Truck crash injuries are on the rise. The most recent National Highway Traffic Safety Administration report found that truck crash injuries increased by 18 percent, from 88,000 reported injuries in 2011 to 104,000 in 2012. Truck accidents also led to nearly 4,000 deaths in 2012.
But what should those who may be injured in a truck accident consider know about their potential legal options? Here are a few points to consider:
You may be able to sue even if you were partially responsible for the accident. In many states, you may still be awarded compensation in a negligence lawsuit even for accidents in which you were partially at fault. In states that follow the pure comparative fault rule, you may still recover for a portion of your damages even if you were 99 percent at fault. More common, however, are states that follow a modified comparative fault rule in which those who are less than 50 percent responsible for their own injuries (51 percent in other states) can still recover for the portion of their damages caused by another party.

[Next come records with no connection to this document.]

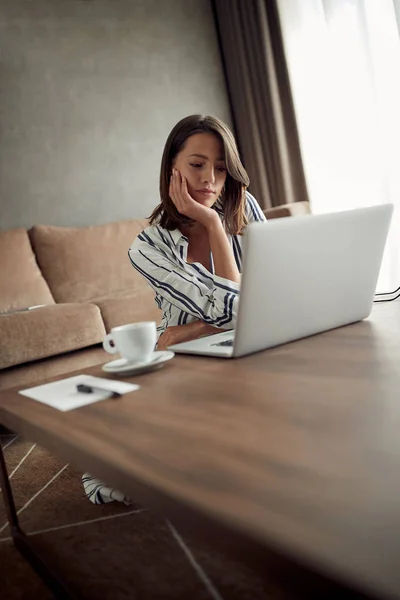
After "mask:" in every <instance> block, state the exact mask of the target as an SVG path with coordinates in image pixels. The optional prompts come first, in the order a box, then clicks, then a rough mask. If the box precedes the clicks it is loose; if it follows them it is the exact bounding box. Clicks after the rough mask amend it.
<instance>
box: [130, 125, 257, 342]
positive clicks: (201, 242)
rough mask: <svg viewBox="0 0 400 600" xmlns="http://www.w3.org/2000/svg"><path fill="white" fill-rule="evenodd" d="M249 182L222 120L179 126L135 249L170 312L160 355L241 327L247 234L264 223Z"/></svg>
mask: <svg viewBox="0 0 400 600" xmlns="http://www.w3.org/2000/svg"><path fill="white" fill-rule="evenodd" d="M248 184H249V178H248V175H247V173H246V171H245V169H244V167H243V165H242V163H241V161H240V158H239V154H238V151H237V148H236V143H235V140H234V137H233V135H232V133H231V132H230V130H229V129H228V127H227V126H226V125H225V124H224V123H223V122H222V121H220V120H218V119H216V118H215V117H210V116H206V117H205V116H202V115H192V116H189V117H186V118H184V119H182V120H181V121H179V123H177V125H175V127H174V128H173V130H172V131H171V133H170V135H169V137H168V139H167V142H166V145H165V148H164V153H163V157H162V163H161V174H160V195H161V203H160V204H159V205H158V206H157V208H156V209H155V210H154V211H153V213H152V215H151V217H150V227H148V228H147V229H145V230H144V231H143V232H142V233H141V234H140V235H139V236H138V237H137V238H136V240H135V241H134V243H133V245H132V246H131V248H130V250H129V258H130V260H131V262H132V265H133V266H134V267H135V268H136V269H137V270H138V271H139V272H140V273H141V274H142V275H143V276H144V277H145V278H146V279H147V281H148V283H149V284H150V285H151V287H152V288H153V289H154V291H155V294H156V296H155V301H156V303H157V305H158V306H159V308H160V309H161V310H162V312H163V316H162V320H161V323H160V325H159V326H158V328H157V331H158V336H159V339H158V349H164V348H167V347H168V346H170V345H172V344H176V343H178V342H185V341H189V340H192V339H195V338H197V337H200V336H203V335H209V334H210V333H216V332H218V331H221V329H232V328H234V327H235V321H236V315H237V307H238V299H239V289H240V272H241V267H242V264H241V258H242V250H241V240H242V237H241V234H242V233H243V231H244V229H245V227H246V225H247V224H248V223H249V222H250V221H264V220H265V217H264V214H263V212H262V210H261V209H260V207H259V206H258V204H257V202H256V200H255V199H254V198H253V197H252V196H251V195H250V194H249V193H248V192H246V188H247V186H248Z"/></svg>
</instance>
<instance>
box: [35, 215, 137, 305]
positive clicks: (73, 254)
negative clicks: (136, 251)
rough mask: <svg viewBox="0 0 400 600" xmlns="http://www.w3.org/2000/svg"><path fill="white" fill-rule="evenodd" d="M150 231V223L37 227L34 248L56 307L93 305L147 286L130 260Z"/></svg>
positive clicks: (35, 252)
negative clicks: (76, 226) (56, 304)
mask: <svg viewBox="0 0 400 600" xmlns="http://www.w3.org/2000/svg"><path fill="white" fill-rule="evenodd" d="M146 226H147V221H145V220H138V219H135V220H131V221H119V222H116V223H107V224H105V225H94V226H91V227H76V228H74V227H55V226H45V225H36V226H34V227H32V229H31V230H30V231H29V235H30V238H31V242H32V246H33V249H34V251H35V254H36V257H37V261H38V263H39V266H40V268H41V270H42V273H43V275H44V277H45V279H46V281H47V282H48V284H49V287H50V289H51V291H52V294H53V296H54V298H55V300H56V302H86V301H92V300H93V299H95V298H98V297H101V296H106V295H109V294H113V293H118V292H120V291H121V290H125V289H131V288H135V287H136V286H146V285H147V284H146V282H145V281H144V279H143V277H142V276H141V275H140V274H139V273H138V272H137V271H136V270H135V269H134V268H133V267H132V265H131V263H130V261H129V258H128V249H129V247H130V246H131V244H132V242H133V240H134V239H135V238H136V236H137V235H138V234H139V233H140V231H142V229H144V228H145V227H146Z"/></svg>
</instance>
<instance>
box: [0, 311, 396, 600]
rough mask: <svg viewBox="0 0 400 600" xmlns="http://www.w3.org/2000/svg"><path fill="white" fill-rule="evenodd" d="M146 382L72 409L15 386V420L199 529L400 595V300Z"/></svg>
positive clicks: (14, 399)
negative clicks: (238, 358)
mask: <svg viewBox="0 0 400 600" xmlns="http://www.w3.org/2000/svg"><path fill="white" fill-rule="evenodd" d="M84 372H85V373H89V374H92V375H97V376H106V374H104V373H103V372H102V371H101V369H100V367H94V368H90V369H85V371H84ZM55 379H56V378H55ZM128 380H129V378H128ZM131 381H135V382H136V383H139V384H140V386H141V389H140V390H139V391H136V392H133V393H131V394H128V395H126V396H124V397H123V398H122V399H121V400H117V401H116V400H107V401H104V402H100V403H97V404H93V405H91V406H88V407H85V408H81V409H79V410H76V411H71V412H67V413H61V412H58V411H56V410H53V409H51V408H49V407H47V406H44V405H41V404H40V403H38V402H34V401H33V400H29V399H27V398H24V397H22V396H20V395H19V394H18V393H17V391H16V390H14V391H12V390H11V391H5V392H1V397H0V422H2V423H4V424H5V425H6V426H7V427H9V428H10V429H13V430H15V431H18V432H20V433H21V434H23V435H24V436H26V437H27V438H29V439H31V440H33V441H36V442H38V443H39V444H42V445H43V446H45V447H46V448H48V449H50V450H52V451H54V453H56V454H58V455H60V456H62V457H64V458H65V459H66V460H68V461H71V462H72V463H74V464H75V465H76V466H78V467H80V468H81V469H82V471H86V470H88V471H90V472H92V473H93V474H96V475H97V476H98V477H100V478H103V479H104V480H105V481H107V482H108V483H109V484H110V485H114V486H116V487H118V488H120V489H121V490H123V491H124V492H125V493H126V494H127V495H129V496H130V497H132V498H134V499H135V501H138V502H141V503H143V504H146V505H148V506H150V507H153V508H156V509H159V510H161V511H163V512H164V514H167V515H168V516H169V517H170V518H179V519H181V520H182V521H185V523H186V525H187V526H192V527H193V528H196V526H198V527H199V528H201V529H202V530H203V531H204V530H205V529H206V527H205V524H207V523H208V525H209V529H210V528H212V529H213V531H214V532H215V531H217V532H225V533H227V534H230V535H231V537H232V540H236V541H237V542H238V543H240V544H242V545H243V546H246V544H247V547H250V546H252V545H253V546H254V548H256V547H257V548H259V549H261V548H263V547H269V548H273V549H276V550H278V551H279V552H281V553H283V554H287V555H288V556H291V557H293V558H294V559H299V560H300V561H301V562H302V563H304V564H306V565H310V566H311V567H312V568H313V569H315V570H316V571H319V572H321V573H326V574H328V575H330V576H333V577H335V578H337V579H338V580H339V581H344V582H346V583H347V584H348V585H349V586H354V588H356V589H360V590H361V591H364V592H365V593H369V594H373V595H375V596H377V597H380V598H400V569H399V561H400V302H391V303H387V304H379V305H375V306H374V309H373V313H372V315H371V317H370V318H369V319H368V320H366V321H363V322H360V323H357V324H355V325H350V326H348V327H344V328H340V329H336V330H333V331H330V332H326V333H324V334H321V335H318V336H314V337H310V338H307V339H304V340H300V341H297V342H294V343H291V344H287V345H285V346H281V347H278V348H275V349H272V350H268V351H264V352H260V353H258V354H254V355H252V356H248V357H245V358H242V359H233V360H225V359H215V358H200V357H192V356H176V357H175V359H174V360H173V361H171V362H170V363H168V364H167V365H165V367H164V368H162V369H160V370H159V371H156V372H153V373H150V374H147V375H142V376H140V377H136V378H132V380H131ZM214 528H217V529H214ZM218 528H219V529H218ZM232 543H233V542H232Z"/></svg>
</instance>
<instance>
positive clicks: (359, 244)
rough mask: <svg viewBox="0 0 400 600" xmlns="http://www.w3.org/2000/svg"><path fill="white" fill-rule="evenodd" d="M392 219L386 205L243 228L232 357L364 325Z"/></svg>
mask: <svg viewBox="0 0 400 600" xmlns="http://www.w3.org/2000/svg"><path fill="white" fill-rule="evenodd" d="M392 212H393V206H392V205H391V204H386V205H382V206H373V207H370V208H361V209H356V210H349V211H345V212H337V213H329V214H323V215H304V216H298V217H291V218H284V219H274V220H271V221H269V222H265V223H252V224H250V225H249V226H248V228H247V232H246V234H245V240H244V241H245V244H244V266H243V277H242V284H241V294H240V305H239V314H238V320H237V327H236V335H235V344H234V350H233V355H234V356H243V355H244V354H248V353H251V352H256V351H257V350H262V349H264V348H269V347H272V346H276V345H278V344H282V343H285V342H289V341H292V340H296V339H299V338H302V337H305V336H308V335H313V334H315V333H319V332H321V331H325V330H327V329H332V328H334V327H339V326H341V325H345V324H348V323H352V322H355V321H359V320H360V319H363V318H365V317H367V316H368V315H369V313H370V311H371V308H372V303H373V299H374V293H375V289H376V285H377V281H378V275H379V270H380V265H381V261H382V256H383V251H384V247H385V243H386V238H387V233H388V229H389V224H390V220H391V216H392Z"/></svg>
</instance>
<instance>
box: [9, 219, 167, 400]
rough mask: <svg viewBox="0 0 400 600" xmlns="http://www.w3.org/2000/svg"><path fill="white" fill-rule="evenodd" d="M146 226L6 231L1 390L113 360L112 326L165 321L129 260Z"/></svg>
mask: <svg viewBox="0 0 400 600" xmlns="http://www.w3.org/2000/svg"><path fill="white" fill-rule="evenodd" d="M146 225H147V222H146V221H145V220H138V219H136V220H130V221H120V222H116V223H108V224H105V225H96V226H91V227H80V228H78V227H77V228H64V227H55V226H43V225H38V226H34V227H32V228H31V229H30V230H26V229H14V230H9V231H0V290H1V292H0V390H1V389H6V388H9V387H12V386H17V385H27V384H31V383H35V382H37V381H39V380H41V379H43V378H45V377H51V376H53V375H59V374H63V373H66V372H69V371H72V370H74V369H79V368H84V367H88V366H90V365H94V364H99V363H102V362H106V361H107V360H111V359H112V358H113V357H112V356H110V355H108V354H107V353H106V352H104V350H103V349H102V346H101V342H102V340H103V338H104V335H105V333H106V332H108V331H109V330H110V329H111V328H112V327H115V326H117V325H121V324H122V323H130V322H134V321H141V320H155V321H157V322H158V321H159V320H160V317H161V313H160V311H159V309H158V308H157V306H156V305H155V302H154V294H153V292H152V290H151V289H150V287H149V286H148V284H147V283H146V282H145V280H144V279H143V277H142V276H141V275H140V274H139V273H137V271H136V270H135V269H134V268H133V267H132V265H131V264H130V261H129V258H128V248H129V246H130V245H131V244H132V242H133V240H134V239H135V237H136V236H137V235H138V233H139V232H140V231H141V230H142V229H143V228H144V227H146ZM38 305H39V306H40V305H41V306H40V307H39V308H32V309H30V310H28V307H33V306H38Z"/></svg>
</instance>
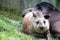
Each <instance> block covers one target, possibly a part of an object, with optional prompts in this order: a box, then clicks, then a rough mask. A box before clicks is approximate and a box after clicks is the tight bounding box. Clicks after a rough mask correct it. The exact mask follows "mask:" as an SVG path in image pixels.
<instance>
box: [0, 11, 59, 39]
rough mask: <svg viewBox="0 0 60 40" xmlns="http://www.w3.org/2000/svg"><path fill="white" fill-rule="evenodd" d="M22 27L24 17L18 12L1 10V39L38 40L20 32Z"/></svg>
mask: <svg viewBox="0 0 60 40" xmlns="http://www.w3.org/2000/svg"><path fill="white" fill-rule="evenodd" d="M21 27H22V17H21V16H20V15H19V14H18V13H17V14H15V13H12V12H7V11H0V40H36V39H35V37H34V36H32V35H27V34H24V33H22V32H20V29H21ZM52 40H58V38H55V39H54V38H52Z"/></svg>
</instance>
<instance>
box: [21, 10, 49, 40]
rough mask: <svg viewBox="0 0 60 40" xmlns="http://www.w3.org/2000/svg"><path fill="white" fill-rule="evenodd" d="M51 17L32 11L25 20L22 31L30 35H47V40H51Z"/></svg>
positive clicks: (28, 13)
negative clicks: (50, 23) (49, 23)
mask: <svg viewBox="0 0 60 40" xmlns="http://www.w3.org/2000/svg"><path fill="white" fill-rule="evenodd" d="M48 18H49V15H43V14H42V12H41V11H32V12H29V13H27V14H26V15H25V16H24V18H23V23H22V26H23V27H22V30H23V32H24V33H28V34H33V35H34V34H35V33H39V34H43V33H46V37H47V40H49V39H50V31H49V25H50V24H49V20H48Z"/></svg>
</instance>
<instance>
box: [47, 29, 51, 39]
mask: <svg viewBox="0 0 60 40" xmlns="http://www.w3.org/2000/svg"><path fill="white" fill-rule="evenodd" d="M46 40H52V39H51V35H50V31H49V30H48V31H47V39H46Z"/></svg>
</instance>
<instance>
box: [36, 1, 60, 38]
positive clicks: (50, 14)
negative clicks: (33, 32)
mask: <svg viewBox="0 0 60 40" xmlns="http://www.w3.org/2000/svg"><path fill="white" fill-rule="evenodd" d="M36 7H37V8H38V9H39V8H41V9H42V13H43V14H49V15H50V18H49V21H50V30H51V33H52V34H53V35H54V36H56V37H60V11H59V10H58V9H57V8H55V7H54V6H53V5H52V4H50V3H47V2H41V3H38V4H37V5H36Z"/></svg>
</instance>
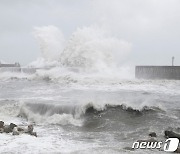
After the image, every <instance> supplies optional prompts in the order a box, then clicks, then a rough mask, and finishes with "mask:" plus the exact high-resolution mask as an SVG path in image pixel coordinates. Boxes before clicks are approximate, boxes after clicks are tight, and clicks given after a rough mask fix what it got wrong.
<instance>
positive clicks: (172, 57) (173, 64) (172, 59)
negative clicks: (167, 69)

There are probably several potential defendants. In truck accident cases, the potential defendants often include more than just the driver of the truck. Other parties that may be sued include trucking companies, employers, and insurance companies.
Your recovery may depend on the severity of your injuries. If an accident is relatively minor or no serious injuries were suffered by those involved, it may be difficult to prove other damages such as pain, mental suffering, or loss of companionship.